Pengungkapan kasus ini bermula dari informasi yang diterima pihak kepolisian. Awalnya, penyidik mendapatkan laporan adanya dugaan aktivitas perdagangan ilegal bahan berbahaya tersebut.
Berdasarkan informasi yang berkembang, sianida tersebut diduga diperjualbelikan kepada pelaku penambangan emas tanpa izin di sejumlah wilayah di Indonesia. Bahan berbahaya itu diduga berasal dari proses impor yang masuk dari negara Tiongkok dan Korea.
Direktur Tindak Pidana Ekonomi dan Khusus Bareskrim Polri, Brigadir Jenderal Polisi Ade Safri Simanjuntak, menyampaikan hal tersebut. Ia menegaskan bahwa aktivitas ini berpotensi melanggar aturan yang berlaku.

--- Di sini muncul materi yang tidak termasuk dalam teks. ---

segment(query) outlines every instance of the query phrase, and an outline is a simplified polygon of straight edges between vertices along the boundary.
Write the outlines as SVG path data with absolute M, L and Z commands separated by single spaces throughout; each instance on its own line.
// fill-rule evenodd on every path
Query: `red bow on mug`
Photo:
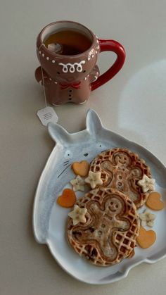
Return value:
M 61 89 L 67 89 L 69 87 L 72 87 L 72 88 L 75 88 L 75 89 L 78 89 L 79 88 L 80 88 L 80 81 L 75 82 L 75 83 L 71 83 L 71 84 L 68 84 L 68 83 L 60 83 L 60 85 L 61 87 Z

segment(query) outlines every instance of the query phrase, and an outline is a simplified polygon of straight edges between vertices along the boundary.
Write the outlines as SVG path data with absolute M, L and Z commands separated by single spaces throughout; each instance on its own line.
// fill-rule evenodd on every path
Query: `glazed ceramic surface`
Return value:
M 56 142 L 44 171 L 36 192 L 33 227 L 36 240 L 48 245 L 53 256 L 61 267 L 74 277 L 89 284 L 107 284 L 125 277 L 129 271 L 143 262 L 153 263 L 166 256 L 166 211 L 155 211 L 153 230 L 155 243 L 149 249 L 135 249 L 135 255 L 120 263 L 107 268 L 90 265 L 75 253 L 66 239 L 66 222 L 70 209 L 60 207 L 57 197 L 64 188 L 72 187 L 70 181 L 75 175 L 71 169 L 75 161 L 91 160 L 102 151 L 123 147 L 137 153 L 150 166 L 155 179 L 155 191 L 166 201 L 166 168 L 150 151 L 130 142 L 102 125 L 96 113 L 90 109 L 87 115 L 87 128 L 69 134 L 58 125 L 50 123 L 49 132 Z M 77 192 L 77 197 L 84 193 Z M 143 211 L 145 206 L 139 210 Z M 154 213 L 154 211 L 153 211 Z M 148 228 L 147 228 L 148 229 Z
M 49 50 L 44 44 L 44 39 L 64 28 L 84 34 L 91 40 L 91 46 L 83 53 L 70 56 Z M 117 59 L 99 76 L 99 68 L 96 65 L 98 56 L 101 52 L 106 51 L 115 52 Z M 66 20 L 52 23 L 41 31 L 37 40 L 37 54 L 41 67 L 36 70 L 35 77 L 37 82 L 44 84 L 46 99 L 53 105 L 86 102 L 91 91 L 113 78 L 122 67 L 125 59 L 124 49 L 120 43 L 99 39 L 84 25 Z

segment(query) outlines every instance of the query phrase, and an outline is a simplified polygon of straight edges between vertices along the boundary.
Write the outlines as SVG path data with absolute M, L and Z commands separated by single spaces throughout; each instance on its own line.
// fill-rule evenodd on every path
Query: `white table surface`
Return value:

“Hasil penyelidikan menunjukkan dugaan kuat bahwa pelaku usaha memperdagangkan natrium sianida tanpa memiliki izin resmi yang disyaratkan peraturan perundang-undangan,” jelasnya pada Selasa, 30 Juni 2026.
Lebih lanjut, ia menjelaskan bahwa pendistribusian bahan berbahaya ini dilakukan tanpa pengawasan yang memadai. Bahan tersebut disalurkan ke kalangan pelaku usaha pertambangan tanpa mengikuti mekanisme pengedaran yang ditetapkan pemerintah.
Menyikapi hal itu, tim penyidik dari Dittipideksus Bareskrim Polri segera melakukan pengecekan lapangan. Sejumlah lokasi yang diduga menjadi tempat penyimpanan dan pusat pendistribusian pun diperiksa secara mendalam.
Dari rangkaian pemeriksaan tersebut, tim penyidik berhasil menemukan dan mengamankan barang bukti. Sebanyak 362 drum natrium sianida atau setara dengan 18,1 ton diamankan dari tiga lokasi berbeda.
Kedua tersangka kini dijerat dengan pasal pidana sesuai peraturan yang berlaku. Pertama, mereka dihadapkan pada Pasal 106 juncto Pasal 24 Ayat (1) Undang-Undang Nomor 7 Tahun 2024 sebagaimana telah diubah dengan Pasal 46 Undang-Undang Nomor 6 Tahun 2023 tentang Penetapan Undang-Undang Nomor 2 Tahun 2022 tentang Cipta Kerja menjadi Undang-Undang. Pasal ini mengancam pelaku dengan pidana penjara paling lama 4 tahun atau denda paling banyak Rp.10 miliar.
Selain itu, tersangka juga dikenakan Pasal 62 juncto Pasal 8 Ayat (1) Undang-Undang Nomor 8 Tahun 1999 tentang Perlindungan Konsumen. Pasal ini mengancam dengan hukuman penjara paling lama 5 tahun atau denda sebesar Rp.2 miliar.